U.S. District Judge Richard M. Berman said a trial projected to last four to six weeks could tentatively begin June 8, but he’ll likely defer to defense lawyers’ needs if they are not ready.

"Let's see where everybody is at as the months go by," he said.

Martin Weinberg, Epstein's lawyer, said during the 20-minute hearing that there were more than a million pages of documents that the defense had not yet reviewed.

“Thirteen months sounds like the appropriate amount of time it takes to prepare a case of this magnitude,” he told the judge, CNBC reported.

Assistant U.S. Attorney Alison Moe argued that there was a need to bring the case to trial sooner.

“We don’t think any delay, in this case, is in the public interest,” Moe said.

Weinberg also said that the defense team wanted access to documents, currently sealed, in a related lawsuit brought by one of Epstein's accusers.

Epstein is accused of sexually abusing "dozens of minor girls" in his lavish Manhattan and Palm Beach, Florida, homes from 2002 to 2005. He faces up to 45 years in prison if convicted.

He has pleaded not guilty to the charges.

Epstein, who appeared at court in blue prison garb but not in handcuffs, was arrested July 6 when he arrived at a New Jersey airport on a private jet from Paris, where he has a home.

Wednesday's pretrial hearing before Berman was scheduled before Epstein was found last week on the floor of his cell with neck bruises. It wasn’t clear how the injury occurred.

Epstein, who was deemed a danger to the community, particularly to some witnesses in the case, had been denied bail and must remain behind bars until trial.

Berman, in the bail hearing, noted that items federal investigators found in a safe in the financier's Manhattan mansion – more than $71,000 in cash, 48 diamonds and an expired Austrian passport with a fake name and Epstein's photo on it – also played a role in the bail denial because they showed the defendant is a flight risk.

Epstein had counted President Donald Trump and former President Bill Clinton, as well as Britain's Prince Andrew, among his acquaintances on the New York and Florida social circuit before he was convicted in Florida in 2008 on state prostitution-related charges.

Under an agreement at the time, federal prosecutors agreed not to press federal charges against him. Afterward, Epstein was required to register as a sex offender and pay restitution to many of the victims.

While serving a 13-month jail term, he was permitted to leave the jail to work for 12 hours a day, six days a week.
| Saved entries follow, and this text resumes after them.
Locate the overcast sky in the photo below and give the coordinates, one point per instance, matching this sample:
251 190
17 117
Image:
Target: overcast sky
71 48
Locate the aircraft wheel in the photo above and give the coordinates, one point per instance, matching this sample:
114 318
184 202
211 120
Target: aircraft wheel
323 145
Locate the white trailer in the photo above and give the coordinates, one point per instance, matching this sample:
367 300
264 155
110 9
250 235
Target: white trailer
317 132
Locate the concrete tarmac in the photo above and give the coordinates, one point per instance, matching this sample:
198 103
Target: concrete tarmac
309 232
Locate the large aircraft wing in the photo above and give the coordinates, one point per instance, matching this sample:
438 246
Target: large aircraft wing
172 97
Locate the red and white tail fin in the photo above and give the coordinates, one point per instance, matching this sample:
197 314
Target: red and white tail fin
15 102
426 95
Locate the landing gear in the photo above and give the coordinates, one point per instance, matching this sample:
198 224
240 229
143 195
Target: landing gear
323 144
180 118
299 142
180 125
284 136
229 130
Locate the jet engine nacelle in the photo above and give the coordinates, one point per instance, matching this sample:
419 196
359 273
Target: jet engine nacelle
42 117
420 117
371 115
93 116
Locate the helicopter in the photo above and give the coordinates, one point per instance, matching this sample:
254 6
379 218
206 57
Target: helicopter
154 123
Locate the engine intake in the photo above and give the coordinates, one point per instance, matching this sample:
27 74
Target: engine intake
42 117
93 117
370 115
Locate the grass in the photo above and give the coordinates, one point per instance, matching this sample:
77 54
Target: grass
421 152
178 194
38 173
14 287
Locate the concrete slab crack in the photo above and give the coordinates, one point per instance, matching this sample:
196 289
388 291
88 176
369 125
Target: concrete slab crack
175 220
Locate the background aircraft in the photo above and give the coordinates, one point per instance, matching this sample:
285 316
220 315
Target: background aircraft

His lawyers have argued that the agreement reached with federal prosecutors disallows the charges, and they say he has committed no new crimes.

That 2008 deal drew intense scrutiny and led then-U.S. Attorney Alex Acosta, who had approved the agreement, to resign in July as Trump's Labor secretary.

In a related development, NBC News, quoting from court documents, reported Wednesday that a day or two before his jail-cell incident, Epstein was served with legal papers in a lawsuit to be brought by a woman who has accused him of raping her when she was 15.